I was in Lille on thursday and friday for an intense conference on Statistical Models for Post-Genomic Data. There were two main themes that emerged: genetics of bacteria and viruses and change point detection. I’ll just talk about the first one and an unrelated talk on miRNA.
Viral evolutionary inference
Phillipe Lemey showed us how sequencing of virus genome could be used to retrace the spatio-temporal evolution of diseases. By sequencing viruses, you can reconstruct the phylogeny of viruses and therefore you can find where the virus came from. This allows to understand the dynamic of the epidemy in a much more precise way. See for example the spread of H1N1. He also showed us his results on ebola which is the first epidemic to be sequenced as it unfolds. This showed how the disease went from district to district. His work was retrospective as he pooled the data of different teams. He stressed the importance of efficient data sharing. His work allows to see how the epidemic is propagated and therefore allows to understand what public health measures are efficient.
GWAS for bacteria
Genome wide-association studies can help discover the genetic determinant of traits. But this idea is not limited to humans. One of the main trait of interest of bacteria is resistance to antibiotics. However, bacterial genome are very challenging in several ways :
-They have very high linkage desequilibrium as it is not lost by recombination. This means that there is very strong population structure. Danny Wilson proposed a method to deal with that: Bugwas. Instead of simply correcting for population structure by principal component analysis, he proposed to also look at lineage effect by looking at whether the principal components were associated with antibiotic resistance.
-They have highly variable genome size. A bacterial reference genome cannot really be used for some bacteria because of this. Therefore a different approach has been to represent a pool of genomes by a De Bruijn graph. Rayan Chikhi gave an detailed and interesting tutorial on this. Here is another if you are interested. This technique has first been used for de novo assembly but has found new applications notably in RNA-seq quantification with kallisto a method as accurate as others but orders of magnitude faster. For bacterial genome, this allows to replace SNPs by nodes in the de Bruijn graph as shown by Magali Jaillard. Alexandre Drouin showed very nice reults on that kind of data with a Set Covering machine a machine learning technique I had never heard of. He had theoretical results on his method and showed good results but most importantly the result is very sparse i.e. it depends on very few variables making it more interpretable.
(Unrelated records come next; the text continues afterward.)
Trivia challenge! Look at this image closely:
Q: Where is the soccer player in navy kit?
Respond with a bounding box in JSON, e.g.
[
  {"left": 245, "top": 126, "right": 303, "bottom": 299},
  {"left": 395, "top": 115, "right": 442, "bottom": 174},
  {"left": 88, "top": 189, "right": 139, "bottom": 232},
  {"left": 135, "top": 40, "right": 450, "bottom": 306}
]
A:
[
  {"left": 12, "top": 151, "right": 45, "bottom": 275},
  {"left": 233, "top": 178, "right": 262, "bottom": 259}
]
All this was made more concrete by the talk of Zamin Iqbal who explained the program he will be implementing with a hospital on antibiotic resistant tuberculosis. Nowadays, the standard procedure is to get some bacteria from a patient and then culture it for two weeks. At this point, the first line drugs are tested on the strain to evaluate its sensitivity to it. This takes several weeks. If the strain is sensitive, the patient gets the first line drugs. If not, the strain is then tested for resistance to second line drugs which are much more toxic. This also takes several weeks. In comparison, what Iqbal proposes is to culture the bacteria for two weeks (otherwise there is not enough material to sequence) and then sequence it and determine to which drugs the bacteria is resistant to using results from GWAS on resistance. This saves a lot of time to patients before they receive their treatment.
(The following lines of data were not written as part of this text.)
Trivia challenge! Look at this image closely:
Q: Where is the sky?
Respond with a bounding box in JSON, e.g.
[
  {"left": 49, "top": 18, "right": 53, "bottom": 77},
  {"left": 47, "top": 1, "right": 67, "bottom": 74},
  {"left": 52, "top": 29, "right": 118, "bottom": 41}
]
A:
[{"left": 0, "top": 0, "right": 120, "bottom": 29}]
I’ll finish this post by mentioning an unrelated talk that I really liked.
False positive in micro RNA target prediction by Hervé Seitz
Micro RNA are very small RNAs that can inhibit a gene expression by binding to a messenger RNA. Their base numbered 2 through 7 are called the seed. The seed attaches to the complementary target on the mRNA. The seed is a very short sequence and therefore the complementary sequence i.e. the binding site will appear in many places in the genome. To try and predict which mRNA are repressed by a miRNA, a comparative genomic approach was taken. If the binding site is conserved in many species in a precise region of a gene it means that it is functional and therefore it seems likely that it is a target for the miRNA. By doing that we find that around 60% of human coding genes are targeted by miRNA.
But Seitz does not think that those sequences are conserved because of miRNA. He argues that the effects of miRNA on gene expression are too weak to change gene expression enough to affect phenotypes. The inter-individual variability of gene expression between very similar mice is much larger than the effect size of miRNA. This is because biological systems are very redundant and have many mitigating mechanisms so a difference in gene expression level will not necessarily have a phenotypic impact.
Another of his argument was that some of the conserved binding sites are conserved even in species without the miRNA.
To understand why those binding sites are conserved despite the unlikeliness of miRNA being the cause, his team plans to modify the binding sites with CRISPR/CAS9.